A planned military pacification carried out by the Pakistan Army — codenamed Operation Searchlight — started on 25 March to curb the Bengali nationalist movement by taking control of the major cities on 26 March, and then eliminating all opposition, political or military, within one month. Before the beginning of the operation, all foreign journalists were systematically deported from East Pakistan.

There was an earlier broadcast of the Declaration of Independence. Very few people heard that declaration. Zia’s famous “Ami Major Zia Bolchhi” message has now become a household phrase. The previous declaration was broadcast on the morning of March 26, 1971. The message went:

“Today Bangladesh is a sovereign and independent country. On Thursday night West Pakistani armed forces suddenly attacked the police barracks at Razarbagh and the EPR headquarters at Pilkhana in Dhaka.
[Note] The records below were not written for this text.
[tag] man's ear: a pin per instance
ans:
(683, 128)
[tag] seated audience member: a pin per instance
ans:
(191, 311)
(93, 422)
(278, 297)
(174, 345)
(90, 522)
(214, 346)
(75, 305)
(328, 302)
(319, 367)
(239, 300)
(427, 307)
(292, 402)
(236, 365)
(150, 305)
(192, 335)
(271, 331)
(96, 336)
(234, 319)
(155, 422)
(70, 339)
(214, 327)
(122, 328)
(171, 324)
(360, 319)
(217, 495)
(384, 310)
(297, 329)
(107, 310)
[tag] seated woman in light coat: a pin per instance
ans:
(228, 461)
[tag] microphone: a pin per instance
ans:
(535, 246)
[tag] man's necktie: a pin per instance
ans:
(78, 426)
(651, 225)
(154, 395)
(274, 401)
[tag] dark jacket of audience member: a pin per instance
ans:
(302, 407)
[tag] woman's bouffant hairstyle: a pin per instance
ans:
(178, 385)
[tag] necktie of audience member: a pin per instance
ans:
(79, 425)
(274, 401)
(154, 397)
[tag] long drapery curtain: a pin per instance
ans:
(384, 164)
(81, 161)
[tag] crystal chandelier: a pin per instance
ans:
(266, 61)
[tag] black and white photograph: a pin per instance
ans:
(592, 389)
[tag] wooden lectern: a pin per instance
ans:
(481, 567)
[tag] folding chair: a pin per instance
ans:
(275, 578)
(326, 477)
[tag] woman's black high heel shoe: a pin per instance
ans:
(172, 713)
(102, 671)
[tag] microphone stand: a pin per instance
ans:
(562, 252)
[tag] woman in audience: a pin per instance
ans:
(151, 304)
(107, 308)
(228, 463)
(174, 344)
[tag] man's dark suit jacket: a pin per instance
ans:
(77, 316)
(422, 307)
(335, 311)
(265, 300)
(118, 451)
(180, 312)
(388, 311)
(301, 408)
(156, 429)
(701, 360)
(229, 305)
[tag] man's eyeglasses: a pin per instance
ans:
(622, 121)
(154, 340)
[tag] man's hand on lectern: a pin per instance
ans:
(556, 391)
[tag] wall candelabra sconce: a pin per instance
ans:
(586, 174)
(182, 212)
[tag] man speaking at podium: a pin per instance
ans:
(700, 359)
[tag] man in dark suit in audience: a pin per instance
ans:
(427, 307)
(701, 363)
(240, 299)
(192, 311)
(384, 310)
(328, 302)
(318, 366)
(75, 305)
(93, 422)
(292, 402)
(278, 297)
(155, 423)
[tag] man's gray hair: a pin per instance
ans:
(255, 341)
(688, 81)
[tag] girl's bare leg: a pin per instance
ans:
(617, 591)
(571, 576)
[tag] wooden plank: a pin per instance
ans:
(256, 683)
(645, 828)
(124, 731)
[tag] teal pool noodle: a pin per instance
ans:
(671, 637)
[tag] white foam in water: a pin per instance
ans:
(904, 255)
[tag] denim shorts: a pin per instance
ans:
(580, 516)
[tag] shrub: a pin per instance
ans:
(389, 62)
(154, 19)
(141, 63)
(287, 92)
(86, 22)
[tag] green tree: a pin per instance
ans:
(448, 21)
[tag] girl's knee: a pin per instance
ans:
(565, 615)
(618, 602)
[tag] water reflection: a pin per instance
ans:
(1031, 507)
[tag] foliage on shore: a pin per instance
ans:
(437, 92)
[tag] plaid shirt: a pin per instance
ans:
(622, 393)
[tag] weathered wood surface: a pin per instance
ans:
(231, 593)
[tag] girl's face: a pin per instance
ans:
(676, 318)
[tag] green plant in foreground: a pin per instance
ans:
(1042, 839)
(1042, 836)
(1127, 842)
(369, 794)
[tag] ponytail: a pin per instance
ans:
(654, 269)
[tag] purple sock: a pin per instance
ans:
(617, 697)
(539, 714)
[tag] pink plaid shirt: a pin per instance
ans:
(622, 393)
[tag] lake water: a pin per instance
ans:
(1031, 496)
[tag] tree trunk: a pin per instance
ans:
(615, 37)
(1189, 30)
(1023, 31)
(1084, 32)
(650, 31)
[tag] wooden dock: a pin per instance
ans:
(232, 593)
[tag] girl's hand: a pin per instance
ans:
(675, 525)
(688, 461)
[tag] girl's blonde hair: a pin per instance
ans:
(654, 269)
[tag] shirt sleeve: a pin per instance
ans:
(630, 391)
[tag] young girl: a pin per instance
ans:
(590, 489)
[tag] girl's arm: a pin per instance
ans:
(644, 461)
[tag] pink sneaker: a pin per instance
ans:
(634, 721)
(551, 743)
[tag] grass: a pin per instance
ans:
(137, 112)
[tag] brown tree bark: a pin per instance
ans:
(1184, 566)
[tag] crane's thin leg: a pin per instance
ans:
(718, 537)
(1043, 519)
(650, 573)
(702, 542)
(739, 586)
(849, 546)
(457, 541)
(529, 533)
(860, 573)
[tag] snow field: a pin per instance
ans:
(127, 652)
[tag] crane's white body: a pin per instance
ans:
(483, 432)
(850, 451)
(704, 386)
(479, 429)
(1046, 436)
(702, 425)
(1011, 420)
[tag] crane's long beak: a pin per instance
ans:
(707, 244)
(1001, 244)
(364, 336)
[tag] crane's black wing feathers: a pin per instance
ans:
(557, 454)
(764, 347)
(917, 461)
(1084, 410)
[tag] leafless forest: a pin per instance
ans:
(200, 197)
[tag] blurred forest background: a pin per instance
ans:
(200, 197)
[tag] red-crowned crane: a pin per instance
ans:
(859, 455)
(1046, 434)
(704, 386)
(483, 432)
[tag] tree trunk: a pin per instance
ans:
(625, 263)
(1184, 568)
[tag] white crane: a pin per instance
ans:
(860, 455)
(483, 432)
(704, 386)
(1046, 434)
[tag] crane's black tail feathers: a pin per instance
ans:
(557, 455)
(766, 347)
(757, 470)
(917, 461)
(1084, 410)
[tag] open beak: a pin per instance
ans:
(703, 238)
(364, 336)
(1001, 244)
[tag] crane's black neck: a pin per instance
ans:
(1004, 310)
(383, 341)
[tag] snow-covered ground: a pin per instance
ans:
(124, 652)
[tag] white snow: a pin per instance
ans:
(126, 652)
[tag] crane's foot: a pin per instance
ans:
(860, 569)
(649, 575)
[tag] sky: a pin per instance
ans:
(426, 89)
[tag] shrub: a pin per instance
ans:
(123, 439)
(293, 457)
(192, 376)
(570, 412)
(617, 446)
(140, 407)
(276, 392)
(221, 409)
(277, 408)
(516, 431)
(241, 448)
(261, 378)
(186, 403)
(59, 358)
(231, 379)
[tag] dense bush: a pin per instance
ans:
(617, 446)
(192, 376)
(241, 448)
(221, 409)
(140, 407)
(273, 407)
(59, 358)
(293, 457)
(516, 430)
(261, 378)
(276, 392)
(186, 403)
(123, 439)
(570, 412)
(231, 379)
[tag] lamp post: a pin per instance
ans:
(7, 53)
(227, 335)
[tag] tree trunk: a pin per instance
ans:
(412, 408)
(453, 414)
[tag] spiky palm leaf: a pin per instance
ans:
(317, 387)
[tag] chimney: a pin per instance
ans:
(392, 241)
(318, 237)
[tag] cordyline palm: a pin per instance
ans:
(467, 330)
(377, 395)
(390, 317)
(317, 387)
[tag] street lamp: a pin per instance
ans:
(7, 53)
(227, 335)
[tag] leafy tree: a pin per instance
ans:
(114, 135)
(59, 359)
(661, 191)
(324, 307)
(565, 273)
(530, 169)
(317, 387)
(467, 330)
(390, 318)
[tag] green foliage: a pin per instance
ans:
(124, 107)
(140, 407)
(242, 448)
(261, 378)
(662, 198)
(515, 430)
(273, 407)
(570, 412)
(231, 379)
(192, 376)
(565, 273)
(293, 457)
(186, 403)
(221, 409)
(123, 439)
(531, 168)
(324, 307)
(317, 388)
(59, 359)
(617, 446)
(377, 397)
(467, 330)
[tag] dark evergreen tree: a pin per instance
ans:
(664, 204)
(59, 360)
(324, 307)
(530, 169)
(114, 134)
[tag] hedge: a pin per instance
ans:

Many innocent and unarmed have been killed in Dhaka city and other places of Bangladesh. Violent clashes between EPR and Police on the one hand and the armed forces of Pindi on the other, are going on. The Bengalis are fighting the enemy with great courage for an independent Bangladesh. May God aid us in our fight for freedom. Joy Bangla.”

It was decided that they should go back to the other side of Kalurghat bridge where rations had just been delivered to the jawans of East Bengal Regiment under the command of Major Ziaur Rahman. As the Bengali soldiers took positions to guard the transmission center, the rebels put their heads together and secured the help of a few engineers of the Kalurghat industrial complex to convert it into a broadcasting station. As Kalurghat was getting organized into a nerve-center for coordinating the liberation struggle, Baluch troops had invaded the EBR (East Bengal Regiment) barracks where under the command of Major Zia a bloody battle raged. Major Zia had to retreat and with a battalion of troops came to Kalurghat. He was made commandant of the rebel forces at Kalurghat where the transmitter was now ready for broadcasting. Contact could not be established between the leaders of the Awami League and Major Zia broadcast a message of independence to the people of Bangladesh. At 7:45 pm on 26th March 1971, Major Zia broadcast the message which became historic in the struggle for independence.

“This is Swadhin Bangla Betar Kendra. I, Major Ziaur Rahman, hereby declare at the direction of Bango Bondhu Mujibur Rahman, that the independent People’s Republic of Bangladesh has been established. At his direction, I have taken command as the temporary head of the republic. In the name of Sheikh Mujibur Rahman, I call upon all Bengalis to rise against the attack by the west Pakistani Army. WE shall fight to the last to free our motherland. By the grace of Allah, victory is ours. Joy Bangla.”

Major Zia’s message was picked up by a Japanese ship anchored mid- stream in Chittagong harbour. When the news of this declaration was broadcast by Radio Australia, the rest of the world came to know of it.

Duration of nine months war, approximately 3,000,000 (Three millions) of civilians died in that bloody fighting that followed, and millions of refugees poured into India. During the early months of the civil war, East Pakistani guerrillas also crossed into India. The government forces shelled Indian territory and followed the guerrillas across the border. Indian troops fourth border clashes with the Pakistani government soldiers. In December 1971, few thousands Indian army advanced into East Pakistan and joined the guerrillas. The combined forces of the Guerrillas and Indians overpowered West Pakistan, which surrendered on the 16th December, 1971.